Public Transit Agencies Continue to Lag in Cybersecurity Prep | #hacking | #cybersecurity | #infosec | #comptia | #pentest | #ransomware


Transit agencies continue to fall behind in cybersecurity training, staffing and policy development according to a new report, placing these organizations at increasing risk as threats rise and take on more sophisticated forms.

“The most interesting thing, after doing this work for the last four years, especially in the smaller and more midsize agencies, is that they don’t have the basic written policies and procedures that you would expect,” Scott Belcher, a research associate with the Mineta Transportation Institute (MTI) at San Jose State University in California, said.

Belcher was one of the authors of a recent report, “Does the Transit Industry Understand the Risks of Cybersecurity and are the Risks Being Appropriately Prioritized?” The May 2025 study is an update on a similar 2020 MTI study.


The 2025 study surveyed 78 transit agencies in the United States, serving more than 72 million people. About a third of respondents, or 26, are considered rural. Large agencies with considerable staff and funding tended to be the most prepared for cybersecurity threats, the research found, with strategies and policies to reduce vulnerabilities and respond appropriately when such an attack should occur. However, the report found smaller to midsize agencies often lack the staffing, expertise and executive leadership to prioritize cybersecurity and make it an agencywide priority.

A year ago, the Oahu Transit Service (OTS) in Hawaii experienced a cyber attack impacting users’ personal data, the transit system’s bus service and TheHandi-Van, the city’s paratransit service. It was the second attack in three years, and affected card readers, phone service, GPS technology, communications and payment services. The attackers demanded a ransom, which the transit provider did not pay. Returning to normal operations took weeks, according to the report.

Since then, OTS has taken “a multi-layered approach” to cybersecurity, with modernized hardware, software, and user security protocols and procedures, said Travis Ota, an information specialist with the Department of Transportation Services in the consolidated city-county of Honolulu.

“In addition, OTS established an IT team dedicated to security activities,” Ota said via email. “These enhancements aim to reduce OTS’ threat surface and align with evolving best practices in cyber defense.”

Even as transit systems have been slow to adopt cybersecurity safeguards, they have continued to move forward with technology deployments in the form of digital payment systems and trip-planning, and technology to improve operations like GPS tracking or “mobility-as-a-service” tech, all offering possible entry points to malicious actors.

“Each of those are new vulnerability points,” Belcher said. “And then you overlay on top of that cybersecurity as a service and AI, and the threat level just keeps increasing as the criminals get more sophisticated.”

The first step to cyber-readiness is conducting a cybersecurity assessment, he said, which can be a dispiriting endeavor because it points out where an agency falls short on policy and protocol.

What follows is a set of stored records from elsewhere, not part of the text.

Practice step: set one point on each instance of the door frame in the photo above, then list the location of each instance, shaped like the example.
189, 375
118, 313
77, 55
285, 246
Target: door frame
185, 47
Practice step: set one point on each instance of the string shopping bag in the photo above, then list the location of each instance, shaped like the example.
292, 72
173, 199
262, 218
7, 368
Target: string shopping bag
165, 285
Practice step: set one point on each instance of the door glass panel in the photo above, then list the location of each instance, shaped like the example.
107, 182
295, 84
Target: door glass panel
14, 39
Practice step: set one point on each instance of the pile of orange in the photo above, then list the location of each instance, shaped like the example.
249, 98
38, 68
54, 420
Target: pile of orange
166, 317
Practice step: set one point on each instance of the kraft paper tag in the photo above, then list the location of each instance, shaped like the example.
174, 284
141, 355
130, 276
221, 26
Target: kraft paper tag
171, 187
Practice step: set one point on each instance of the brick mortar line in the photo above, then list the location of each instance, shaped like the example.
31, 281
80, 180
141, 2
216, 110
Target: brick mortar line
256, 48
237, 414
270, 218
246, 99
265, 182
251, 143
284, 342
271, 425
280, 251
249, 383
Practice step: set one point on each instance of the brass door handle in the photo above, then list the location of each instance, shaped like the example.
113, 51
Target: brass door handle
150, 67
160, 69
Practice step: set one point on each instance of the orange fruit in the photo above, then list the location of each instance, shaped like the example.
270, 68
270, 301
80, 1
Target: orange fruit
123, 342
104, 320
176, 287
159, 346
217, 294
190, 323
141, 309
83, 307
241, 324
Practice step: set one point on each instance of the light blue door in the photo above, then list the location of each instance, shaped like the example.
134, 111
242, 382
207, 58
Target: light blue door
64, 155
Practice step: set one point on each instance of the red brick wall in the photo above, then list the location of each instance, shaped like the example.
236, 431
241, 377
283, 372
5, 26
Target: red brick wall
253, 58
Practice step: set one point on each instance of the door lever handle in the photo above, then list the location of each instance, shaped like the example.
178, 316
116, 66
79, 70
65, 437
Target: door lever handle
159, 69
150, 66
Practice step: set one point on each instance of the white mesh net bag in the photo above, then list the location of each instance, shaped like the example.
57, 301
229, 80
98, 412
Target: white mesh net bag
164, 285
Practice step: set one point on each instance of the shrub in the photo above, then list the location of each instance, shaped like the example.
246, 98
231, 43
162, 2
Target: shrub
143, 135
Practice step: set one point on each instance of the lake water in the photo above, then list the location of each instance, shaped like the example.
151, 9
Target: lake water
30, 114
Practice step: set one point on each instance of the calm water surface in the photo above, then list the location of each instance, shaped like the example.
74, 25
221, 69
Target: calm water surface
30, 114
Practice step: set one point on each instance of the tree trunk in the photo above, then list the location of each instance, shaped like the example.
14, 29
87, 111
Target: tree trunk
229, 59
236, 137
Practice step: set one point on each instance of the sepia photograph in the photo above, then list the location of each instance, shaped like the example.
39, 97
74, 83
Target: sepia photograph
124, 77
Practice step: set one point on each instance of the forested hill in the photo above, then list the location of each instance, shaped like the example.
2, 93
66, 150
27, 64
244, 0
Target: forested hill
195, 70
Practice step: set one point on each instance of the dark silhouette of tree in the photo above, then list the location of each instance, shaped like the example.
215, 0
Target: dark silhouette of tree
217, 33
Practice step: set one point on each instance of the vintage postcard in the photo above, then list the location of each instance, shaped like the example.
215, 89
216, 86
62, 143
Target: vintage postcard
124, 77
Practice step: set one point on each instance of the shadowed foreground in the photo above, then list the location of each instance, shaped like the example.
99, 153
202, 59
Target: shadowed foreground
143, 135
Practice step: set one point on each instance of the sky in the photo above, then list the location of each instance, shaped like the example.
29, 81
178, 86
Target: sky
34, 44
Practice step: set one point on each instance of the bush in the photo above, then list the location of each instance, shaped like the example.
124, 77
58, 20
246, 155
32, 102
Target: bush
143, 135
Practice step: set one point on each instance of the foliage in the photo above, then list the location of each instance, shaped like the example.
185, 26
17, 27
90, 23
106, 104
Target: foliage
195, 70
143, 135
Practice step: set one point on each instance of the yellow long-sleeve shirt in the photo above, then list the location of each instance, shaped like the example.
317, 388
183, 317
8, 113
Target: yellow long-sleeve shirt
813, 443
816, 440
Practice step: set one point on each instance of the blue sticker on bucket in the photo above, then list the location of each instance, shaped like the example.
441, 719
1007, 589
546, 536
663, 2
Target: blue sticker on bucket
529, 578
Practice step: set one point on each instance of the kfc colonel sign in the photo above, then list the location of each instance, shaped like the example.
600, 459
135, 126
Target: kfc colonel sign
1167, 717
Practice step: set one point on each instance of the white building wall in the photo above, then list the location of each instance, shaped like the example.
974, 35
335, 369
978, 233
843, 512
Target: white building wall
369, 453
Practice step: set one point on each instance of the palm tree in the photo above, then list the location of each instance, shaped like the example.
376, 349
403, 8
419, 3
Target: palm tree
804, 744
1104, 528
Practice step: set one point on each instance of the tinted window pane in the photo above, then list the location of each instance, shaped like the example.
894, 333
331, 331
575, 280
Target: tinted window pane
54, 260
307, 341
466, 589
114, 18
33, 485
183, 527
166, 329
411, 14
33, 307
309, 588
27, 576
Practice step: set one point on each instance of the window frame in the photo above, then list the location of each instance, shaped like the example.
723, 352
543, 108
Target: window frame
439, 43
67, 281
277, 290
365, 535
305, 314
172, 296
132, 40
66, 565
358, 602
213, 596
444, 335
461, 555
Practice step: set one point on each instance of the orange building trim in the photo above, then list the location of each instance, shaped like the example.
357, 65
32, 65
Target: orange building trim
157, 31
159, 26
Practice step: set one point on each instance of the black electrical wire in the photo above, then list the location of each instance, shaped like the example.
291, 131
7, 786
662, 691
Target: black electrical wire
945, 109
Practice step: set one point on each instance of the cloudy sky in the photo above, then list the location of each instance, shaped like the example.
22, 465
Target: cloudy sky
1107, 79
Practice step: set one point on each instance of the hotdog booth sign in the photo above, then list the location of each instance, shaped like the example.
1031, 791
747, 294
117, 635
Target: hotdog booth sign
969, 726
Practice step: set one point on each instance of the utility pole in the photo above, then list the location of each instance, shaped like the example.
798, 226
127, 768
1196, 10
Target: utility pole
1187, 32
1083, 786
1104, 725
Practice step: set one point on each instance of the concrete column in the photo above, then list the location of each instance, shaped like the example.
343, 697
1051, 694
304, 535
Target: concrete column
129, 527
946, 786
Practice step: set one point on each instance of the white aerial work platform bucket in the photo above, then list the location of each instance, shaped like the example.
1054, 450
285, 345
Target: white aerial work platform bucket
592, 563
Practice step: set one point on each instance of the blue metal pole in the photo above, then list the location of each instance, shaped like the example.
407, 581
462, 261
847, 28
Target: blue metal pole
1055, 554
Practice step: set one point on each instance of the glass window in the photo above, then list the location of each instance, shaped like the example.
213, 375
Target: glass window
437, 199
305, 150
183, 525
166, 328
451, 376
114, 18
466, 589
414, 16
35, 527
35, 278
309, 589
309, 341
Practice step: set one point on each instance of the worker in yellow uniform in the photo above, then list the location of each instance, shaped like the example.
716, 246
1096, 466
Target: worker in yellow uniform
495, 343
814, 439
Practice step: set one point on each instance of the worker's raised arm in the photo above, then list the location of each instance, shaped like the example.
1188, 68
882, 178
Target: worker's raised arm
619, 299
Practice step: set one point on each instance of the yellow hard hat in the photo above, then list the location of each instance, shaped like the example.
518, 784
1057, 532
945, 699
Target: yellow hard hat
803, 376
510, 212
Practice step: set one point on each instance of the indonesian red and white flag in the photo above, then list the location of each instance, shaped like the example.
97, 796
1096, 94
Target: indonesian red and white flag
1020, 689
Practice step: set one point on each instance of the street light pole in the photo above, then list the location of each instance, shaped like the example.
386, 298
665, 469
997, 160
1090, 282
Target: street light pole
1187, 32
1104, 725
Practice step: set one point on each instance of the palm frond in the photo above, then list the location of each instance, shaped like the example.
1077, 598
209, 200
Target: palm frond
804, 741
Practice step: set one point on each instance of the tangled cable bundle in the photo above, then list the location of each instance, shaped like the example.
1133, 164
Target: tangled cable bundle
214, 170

“The worst thing you do with these assessments is, you do it and everything is red,” Belcher said. “And that’s incredibly discouraging, and you can’t tell your boss, and nothing happens.”

In 2022, Belcher and other experts from MTI formed the cyber-consulting company Cybrbase, which offers cyber-readiness assistance to transit agencies. Its assessment can be taken online, and is designed to offer the kinds of tools and training needed to stand up the basics of a cybersecurity plan.

In an ongoing state pilot around Cybrbase’s offering, the Illinois Department of Transportation brought together six local transit agencies — all of them either rural or smaller operations — for a self-examination using the Cybrbase assessment tool and further consultation. The agencies got to know each other, and came to the collective understanding they are far from alone in their cybersecurity needs and shortfalls.

“This is an environment where you find out, everybody is in the same boat you are. And then you can talk about your own experiences, and share that,” said Belcher, indicating the project runs until the end of the year.

The agencies’ work includes two assessments, and development of basic policies and procedures. The first assessment is followed by a workshop to cover the top policies the cohort needs. After six months, they do a second assessment, to show progress.

“They’ll see their first assessment as, not too bad. But they see a lot of stuff they can still do without spending a ton of money. They can do those over the next six months. And then when you do the second assessment in six months they’re going to see continued improvement,” Belcher said.

Chief information security officers can now be found in about two-thirds of the 50 largest transit systems. These agencies are moving toward an appreciation for the cross-cultural application of cybersecurity, where cybersecurity is not only a concern for IT, Belcher said, but is a focus across the organization.

“And that’s what we’ve always preached, that this is an enterprise security issue,” he said. “And it’s got to be prioritized within your overall enterprise security vulnerabilities.”